VIA DALLE MARCHE. PERCHÉ?

VIA DALLE MARCHE. PERCHÉ?

Dal boom economico in poi, le Marche si erano conquistate l’appellativo di Svizzera d’Italia. Tale rosea situazione economica, che attraeva lavoratori anche da altre Regioni d’Italia, ebbe la sua prima flessione nel ‘94. La crisi proseguì nel decennio successivo e si stabilizzò con lo schiaffo economico del 2007-2008. Oggi i dati sui flussi migratori marchigiani parlano chiaro: è in atto uno spopolamento.

Secondo i dati Ires-Cgil, quasi il 10% dei marchigiani risiede all’estero, ovvero 148 mila persone, su un totale di 1,5 milioni. La quota più importante è rappresentata dai giovani, che lasciano la Regione spesso per motivi di studio, per poi non tornare più nel territorio di origine.

In provincia di Ascoli, sono 20mila quelli compresi tra i 18 e i 24 anni. In quella di Fermo, i residenti all’estero sono 17mila, ad Ancona 39mila, a Pesaro 24mila, a Macerata 49mila. Le Marche hanno perso 28mila cittadini negli ultimi 5 anni. Il saldo demografico è negativo di oltre 32 mila abitanti nell’anno 2019.

Un altro dato preoccupante è quello riguardante i cosiddetti neet, ossia quei ragazzi compresi tra i 15 e i 29 anni che non studiano, non lavorano e non fanno formazione. Se ne contano 40.000 attualmente.

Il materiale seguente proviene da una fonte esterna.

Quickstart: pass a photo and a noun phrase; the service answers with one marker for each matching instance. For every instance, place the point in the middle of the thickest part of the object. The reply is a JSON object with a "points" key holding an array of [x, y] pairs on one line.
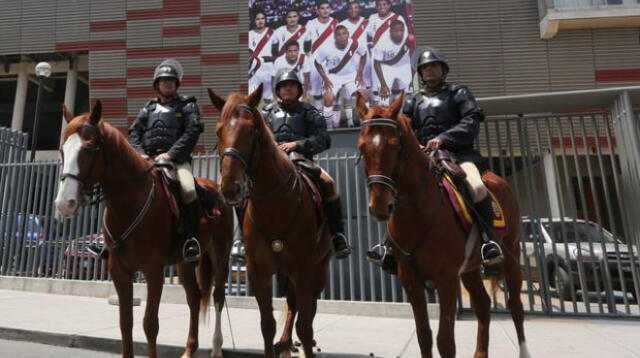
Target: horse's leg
{"points": [[513, 278], [482, 307], [155, 281], [447, 290], [124, 287], [414, 287], [286, 342], [221, 263], [306, 312], [187, 275], [261, 284]]}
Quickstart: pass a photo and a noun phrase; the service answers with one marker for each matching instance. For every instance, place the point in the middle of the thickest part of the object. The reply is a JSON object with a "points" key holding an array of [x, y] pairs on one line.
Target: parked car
{"points": [[80, 263], [568, 246]]}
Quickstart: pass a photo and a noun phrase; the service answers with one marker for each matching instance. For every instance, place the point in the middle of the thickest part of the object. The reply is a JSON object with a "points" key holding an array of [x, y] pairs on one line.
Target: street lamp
{"points": [[43, 70]]}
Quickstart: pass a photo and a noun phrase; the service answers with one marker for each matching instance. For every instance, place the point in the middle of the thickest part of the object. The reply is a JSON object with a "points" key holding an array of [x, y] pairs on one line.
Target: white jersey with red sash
{"points": [[341, 65], [300, 66], [282, 35]]}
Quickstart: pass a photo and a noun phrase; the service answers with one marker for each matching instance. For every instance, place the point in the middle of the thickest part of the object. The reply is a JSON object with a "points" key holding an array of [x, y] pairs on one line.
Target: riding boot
{"points": [[98, 249], [382, 255], [333, 210], [490, 250], [191, 247]]}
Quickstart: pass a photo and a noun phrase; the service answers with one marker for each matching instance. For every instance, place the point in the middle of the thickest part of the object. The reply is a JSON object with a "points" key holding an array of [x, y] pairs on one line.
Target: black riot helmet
{"points": [[287, 75], [431, 55], [169, 68]]}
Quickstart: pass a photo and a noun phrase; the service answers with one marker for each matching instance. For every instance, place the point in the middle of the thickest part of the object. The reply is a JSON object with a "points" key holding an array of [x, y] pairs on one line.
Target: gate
{"points": [[572, 174]]}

Bisogna chiedersi quali siano le radici di questo fenomeno oramai radicato. Sono d’altronde radici profonde e diramate, che hanno come sintomo l’alta disoccupazione che si registra nella Regione negli ultimi anni. Il tasso di disoccupazione tra i giovani di 20-24 anni ha raggiunto l’anno scorso il 22%. L’esperienza pandemica di quest’anno non farà che aggravare la situazione, ma non ne sarà certamente la causa prima. Lo spopolamento della Regione ha cause più lontane, cui si aggiungeranno gli effetti economici della crisi sanitaria.

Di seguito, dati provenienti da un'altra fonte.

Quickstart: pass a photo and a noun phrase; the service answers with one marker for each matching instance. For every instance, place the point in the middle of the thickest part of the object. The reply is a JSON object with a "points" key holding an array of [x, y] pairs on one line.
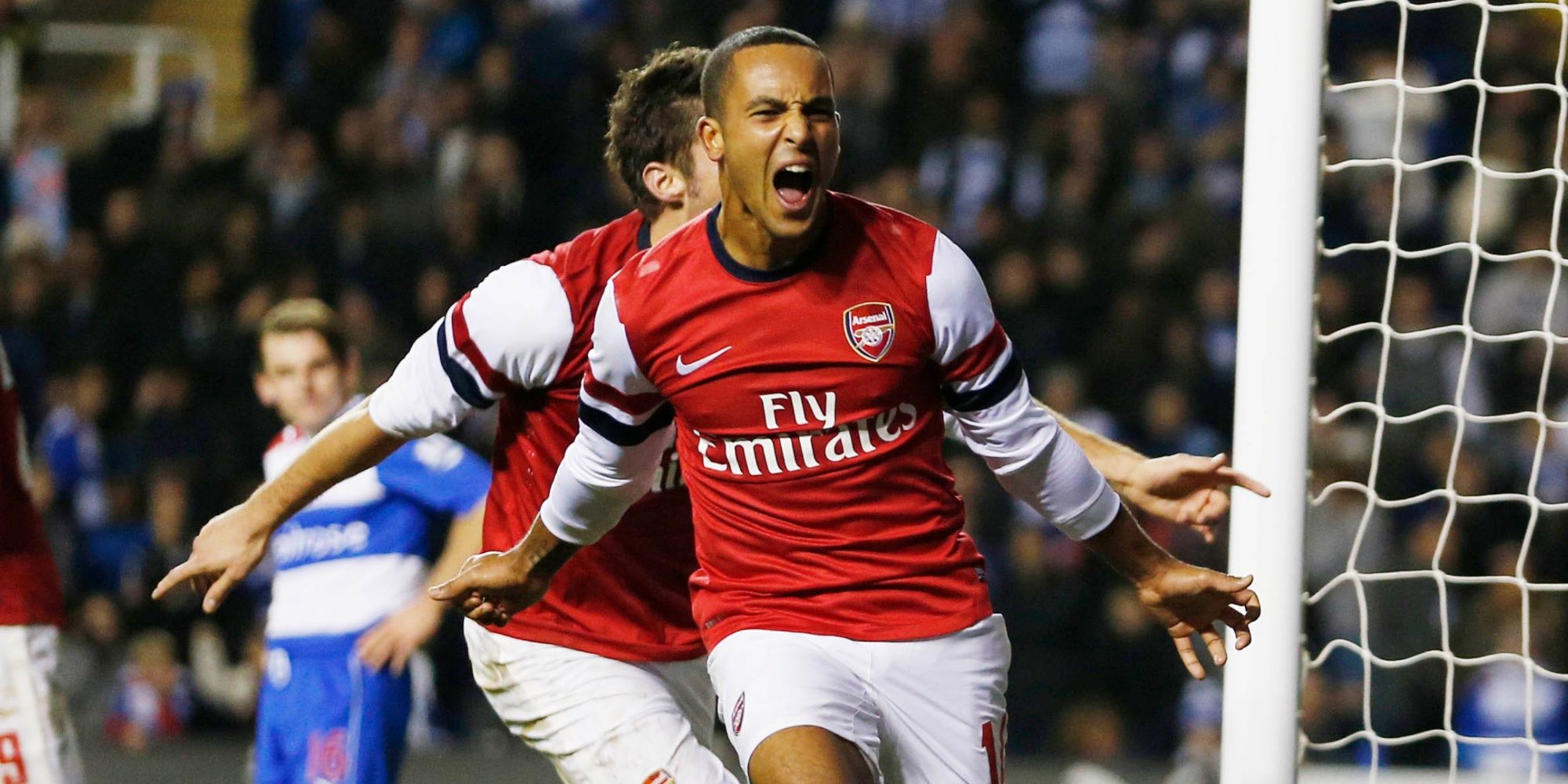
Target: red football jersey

La forza economica della Regione Marche risiedeva, fino a pochi anni or sono, nella piccola e media impresa, nelle capacità artigiane e imprenditoriali di impianto sovente famiglistico. Con la crisi economica e finanziaria, le imprese marchigiane non hanno saputo reagire efficacemente alle difficoltà, non hanno saputo gestire la crisi, non hanno saputo inserire dirigenti capaci di apportare innovazione. Intanto, molte imprese hanno delocalizzato la produzione laddove la manodopera costava meno. Il territorio si è lentamente svuotato e niente di nuovo e di diverso è stato proposto al suo posto. Ciò che è venuta a mancare è una visione di futuro capace di rispondere ai tempi che stavano mutando, sia da parte della politica sia da parte degli imprenditori.

Parallelamente, il sistema accademico non è affatto cresciuto e si è verificato un totale scollamento tra formazione e offerta di lavoro. D’altronde, le Marche si contraddistinguono per un’organizzazione universitaria diffusa, ma ridotte eccellenze. Molti giovani si formano nelle Marche, ma sono poi costretti a lasciare la Regione, data l’assenza di un terreno lavorativo in linea coi loro studi.

La situazione così descritta mostra uno scenario preoccupante, che potrebbe condurre al facile disfattismo e alla altrettanto facile disillusione. Tuttavia, i punti di forza delle Marche restano molteplici: su questi bisogna porre l’attenzione e da questi bisogna ripartire.

Tra questi, le Marche hanno un grande patrimonio di borghi, di artigianato locale e prodotti tipici da valorizzare. La laboriosità e la creatività marchigiane dovranno trovare altri canali di sfogo, che il solo turismo naturalistico ed enogastronomico non può fornire, ma può contribuire ad alimentare.